Specific genes in JA signalling and lignin biosynthesis were found only in the R genotype, indicating that these two pathways have important functions in the defence response. JA, synthesized from linoleic acid by a series of enzymes (i.e. LOX, AOS, AOC, and OPR), is an endogenous hormone involved in plant defence against necrotrophic pathogens (Frendo et al., 2013). Using microarray analysis, Yang et al. (2007) and Zhao et al. (2009) found that genes associated with the JA pathway were induced in response to S. sclerotiorum in B. napus. The sequential activation of salicylic acid (SA) signalling and JA signalling has also been shown to be important in the defence response against S. sclerotiorum in B. napus (Wang et al., 2012b). The JA‐mediated defence response is thought to be though the regulation of protease inhibitor and secondary metabolites, such as anthocyanin and glucosinolates (van Dam et al., 2004; Mengiste, 2012).

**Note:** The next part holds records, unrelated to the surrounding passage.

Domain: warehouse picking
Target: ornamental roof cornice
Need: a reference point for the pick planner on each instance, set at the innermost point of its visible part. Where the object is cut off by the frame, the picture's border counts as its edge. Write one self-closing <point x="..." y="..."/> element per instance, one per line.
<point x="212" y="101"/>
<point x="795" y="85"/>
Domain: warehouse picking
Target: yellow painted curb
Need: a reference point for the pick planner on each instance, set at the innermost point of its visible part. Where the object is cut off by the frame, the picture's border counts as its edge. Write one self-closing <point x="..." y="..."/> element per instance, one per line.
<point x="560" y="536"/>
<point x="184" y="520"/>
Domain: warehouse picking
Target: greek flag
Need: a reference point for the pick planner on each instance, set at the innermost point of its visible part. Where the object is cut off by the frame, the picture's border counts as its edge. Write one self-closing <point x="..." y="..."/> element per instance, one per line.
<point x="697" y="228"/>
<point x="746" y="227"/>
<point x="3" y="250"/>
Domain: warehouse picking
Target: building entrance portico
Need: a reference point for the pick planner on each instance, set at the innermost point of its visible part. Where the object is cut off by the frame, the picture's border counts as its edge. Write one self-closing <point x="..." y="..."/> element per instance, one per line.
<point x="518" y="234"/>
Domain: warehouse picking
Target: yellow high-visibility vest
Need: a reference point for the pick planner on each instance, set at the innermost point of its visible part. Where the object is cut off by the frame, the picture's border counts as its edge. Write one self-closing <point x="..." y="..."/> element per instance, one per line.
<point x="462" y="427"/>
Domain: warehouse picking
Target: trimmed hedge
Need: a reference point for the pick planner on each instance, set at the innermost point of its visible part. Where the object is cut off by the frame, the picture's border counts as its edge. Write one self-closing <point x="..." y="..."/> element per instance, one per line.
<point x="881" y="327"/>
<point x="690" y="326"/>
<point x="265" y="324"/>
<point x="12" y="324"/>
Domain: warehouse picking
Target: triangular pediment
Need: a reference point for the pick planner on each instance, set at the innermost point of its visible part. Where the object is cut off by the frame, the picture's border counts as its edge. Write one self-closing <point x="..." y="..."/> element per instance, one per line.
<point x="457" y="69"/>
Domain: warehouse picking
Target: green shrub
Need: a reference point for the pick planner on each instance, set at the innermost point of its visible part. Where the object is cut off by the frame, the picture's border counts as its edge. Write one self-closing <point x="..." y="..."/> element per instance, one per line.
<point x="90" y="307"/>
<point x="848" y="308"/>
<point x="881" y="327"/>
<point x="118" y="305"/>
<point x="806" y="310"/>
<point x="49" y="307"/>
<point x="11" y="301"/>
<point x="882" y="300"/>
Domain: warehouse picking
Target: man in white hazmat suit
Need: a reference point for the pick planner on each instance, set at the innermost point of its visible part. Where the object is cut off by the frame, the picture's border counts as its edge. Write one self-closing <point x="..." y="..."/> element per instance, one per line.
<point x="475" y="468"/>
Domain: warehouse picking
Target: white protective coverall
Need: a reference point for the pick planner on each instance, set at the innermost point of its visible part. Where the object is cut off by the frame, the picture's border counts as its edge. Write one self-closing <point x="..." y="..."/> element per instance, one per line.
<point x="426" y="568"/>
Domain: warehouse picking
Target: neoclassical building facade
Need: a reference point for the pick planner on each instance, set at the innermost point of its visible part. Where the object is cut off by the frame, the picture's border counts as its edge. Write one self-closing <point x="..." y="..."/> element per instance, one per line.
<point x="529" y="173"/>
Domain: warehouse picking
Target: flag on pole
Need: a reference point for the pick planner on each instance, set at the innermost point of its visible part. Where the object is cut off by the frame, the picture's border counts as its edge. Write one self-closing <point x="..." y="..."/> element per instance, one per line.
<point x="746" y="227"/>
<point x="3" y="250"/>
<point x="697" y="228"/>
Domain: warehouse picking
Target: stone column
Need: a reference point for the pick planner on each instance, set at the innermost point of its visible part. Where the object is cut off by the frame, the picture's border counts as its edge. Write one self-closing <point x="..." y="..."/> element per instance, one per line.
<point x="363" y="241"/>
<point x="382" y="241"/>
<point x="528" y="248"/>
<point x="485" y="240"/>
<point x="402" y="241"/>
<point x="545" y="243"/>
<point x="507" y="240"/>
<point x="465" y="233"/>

Lignin in the plant cell wall contributes to disease defence, not only by enhancing the mechanical strength of the plant, but also by preventing infection and colonization of the pathogen due to its hydrophobic properties (Vanholme et al., 2008). Lignification protects cotton from the fungal necrotrophic pathogen Verticillium dahliae (Shi et al., 2012; Xu et al., 2011). In our study, specific lignin synthesis‐related genes, that is C4H, CCoAOMT, COMT and CAD5, were up‐regulated in the R genotype, which shows that lignin contributes to the response to S. sclerotiorum in B. napus. Miedes et al. (2014) summarized and explained the effect of lignin on plant pathogen resistance or susceptibility, which was mainly through the alternation of cell walls and the production of some soluble phenolic compounds. However, a greater understanding of the biochemical mechanisms is still necessary to fully understand the lignin host–pathogen interactions.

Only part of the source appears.